Yes, which is fine. All I'm saying is that it's possible to foresee and plan for that, but then fate throws curveballs (in my case a pandemic and dying parent) that prevent those plans from coming to fruition.
And as a single person you have absolutely no safety net or access to help, regardless of how hard you've tried or what fate have thrown your way.
Also @mrsm43s - yes a single person may have more earning opportunities than a couple raising a child/children.
Many of us mid life singletons have already done that and we're not going to magically morph into high earning career women overnight when those kids fly the nest.

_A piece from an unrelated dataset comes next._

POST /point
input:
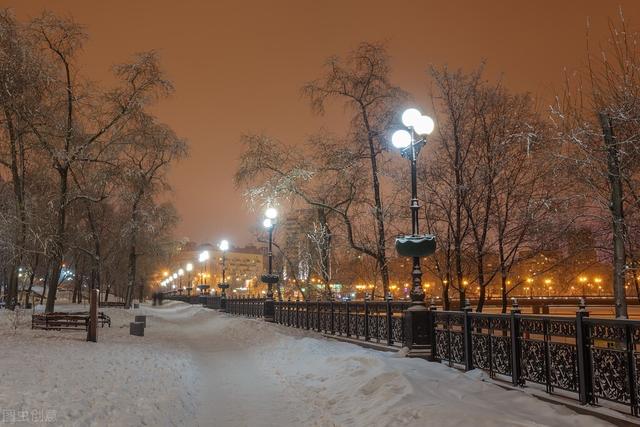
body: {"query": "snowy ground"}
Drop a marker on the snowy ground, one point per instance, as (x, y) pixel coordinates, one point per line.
(195, 367)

As for only one set of expenses, sure, on the daily that's true, but a kid at uni (even one with full loans that has worked since she was 16 and is good at managing her money) comes with costs...getting them kitted out for Halls in year one, additional bits and pieces for year 2 moving into a shared house, countless 200 mile round trips to and from on occasions where she needs to bring more stuff home or the trains are screwed, not to mention the lengthy holiday (which are lovely but it's still more expense) and having to help her with covering double rent as there's a crossover between Year 2 and 3 houses, trying to help her out by paying her car insurance and contact lens scheme every month...
Yes, it's my choice to do some of that...just like it's her father's choice to rarely put his hand in his pocket now he doesn't have to...but what decent parent wouldn't do that?